Deep-tissue pressure injury
Intact or non-intact skin with localized area of persistent nonblanchable deep red, maroon, or purple discoloration; may reveal a dark wound bed or blood-filled blister.
Primary Intention
Healing of a clean surgical incision where skin edges are approximated (closed); involves low risk of infection and minimal scar formation.
Secondary Intention
Healing of wounds involving tissue loss (burns, Stage 2 pressure injuries, or severe lacerations) that are left open to fill with scar tissue; takes longer and has a greater infection risk.
Tertiary Intention
Healing process where a wound is left open for a period to allow granulation tissue to form before being sutured closed.
Partial-thickness wound repair
Repair of shallow wounds involving the loss of epidermis and possibly dermis; consists of the inflammatory response, epithelial proliferation/migration, and reestablishment of epidermal layers.
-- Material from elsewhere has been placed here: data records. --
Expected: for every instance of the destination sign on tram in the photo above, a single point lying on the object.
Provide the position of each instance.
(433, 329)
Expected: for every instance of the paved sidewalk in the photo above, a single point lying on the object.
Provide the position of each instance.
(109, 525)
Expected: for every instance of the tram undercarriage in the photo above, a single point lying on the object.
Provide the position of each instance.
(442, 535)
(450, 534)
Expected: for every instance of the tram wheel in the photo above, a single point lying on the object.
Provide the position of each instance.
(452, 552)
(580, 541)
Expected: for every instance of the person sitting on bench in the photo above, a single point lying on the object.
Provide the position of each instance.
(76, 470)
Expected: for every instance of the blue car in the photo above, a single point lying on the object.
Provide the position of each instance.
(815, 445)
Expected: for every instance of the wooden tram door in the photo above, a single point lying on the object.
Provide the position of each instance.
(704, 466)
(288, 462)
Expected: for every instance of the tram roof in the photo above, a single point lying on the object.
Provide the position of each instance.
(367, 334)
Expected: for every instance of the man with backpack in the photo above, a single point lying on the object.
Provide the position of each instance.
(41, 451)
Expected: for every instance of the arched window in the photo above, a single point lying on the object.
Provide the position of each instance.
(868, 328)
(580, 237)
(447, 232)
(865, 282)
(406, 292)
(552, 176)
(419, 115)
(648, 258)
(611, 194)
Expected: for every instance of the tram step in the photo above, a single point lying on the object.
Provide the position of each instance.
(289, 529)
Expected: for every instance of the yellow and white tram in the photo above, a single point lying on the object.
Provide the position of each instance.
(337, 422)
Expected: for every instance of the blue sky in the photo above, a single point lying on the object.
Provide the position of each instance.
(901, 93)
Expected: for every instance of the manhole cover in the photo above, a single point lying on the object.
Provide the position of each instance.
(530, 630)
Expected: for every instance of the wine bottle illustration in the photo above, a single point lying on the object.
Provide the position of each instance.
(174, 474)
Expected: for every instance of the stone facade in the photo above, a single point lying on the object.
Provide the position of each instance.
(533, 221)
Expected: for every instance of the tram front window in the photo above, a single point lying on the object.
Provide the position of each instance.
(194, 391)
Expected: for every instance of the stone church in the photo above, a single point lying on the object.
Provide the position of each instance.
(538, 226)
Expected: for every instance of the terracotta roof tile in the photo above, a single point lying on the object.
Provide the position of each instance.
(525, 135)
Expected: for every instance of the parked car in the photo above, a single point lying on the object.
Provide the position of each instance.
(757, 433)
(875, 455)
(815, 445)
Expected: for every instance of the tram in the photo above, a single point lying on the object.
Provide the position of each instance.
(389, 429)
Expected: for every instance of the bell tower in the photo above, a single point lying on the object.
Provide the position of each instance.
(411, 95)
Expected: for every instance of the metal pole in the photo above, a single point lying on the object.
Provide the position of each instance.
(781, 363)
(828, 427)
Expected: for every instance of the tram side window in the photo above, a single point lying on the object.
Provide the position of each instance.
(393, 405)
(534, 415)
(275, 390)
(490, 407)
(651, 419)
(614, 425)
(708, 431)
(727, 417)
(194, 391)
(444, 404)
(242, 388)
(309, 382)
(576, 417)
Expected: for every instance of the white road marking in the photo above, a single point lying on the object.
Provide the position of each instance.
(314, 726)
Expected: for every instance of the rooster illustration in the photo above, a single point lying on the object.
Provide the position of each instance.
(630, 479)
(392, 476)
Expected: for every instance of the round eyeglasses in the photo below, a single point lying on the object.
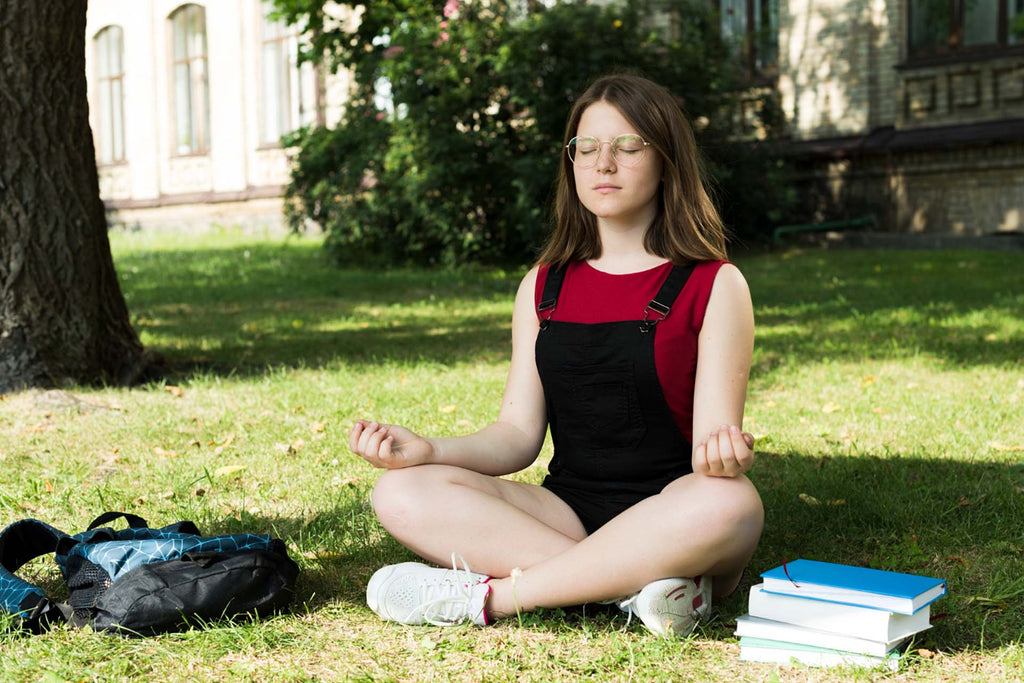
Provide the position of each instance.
(628, 150)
Full-thickness wound repair
Repair of wounds extending to the dermis (Stage 3 and 4 pressure injuries) through four phases: hemostasis, inflammatory phase, proliferation, and remodeling/maturation.
Hemostasis
The phase of wound repair that controls blood loss and establishes bacterial control; involving blood vessel constriction and platelet gathering to form clots.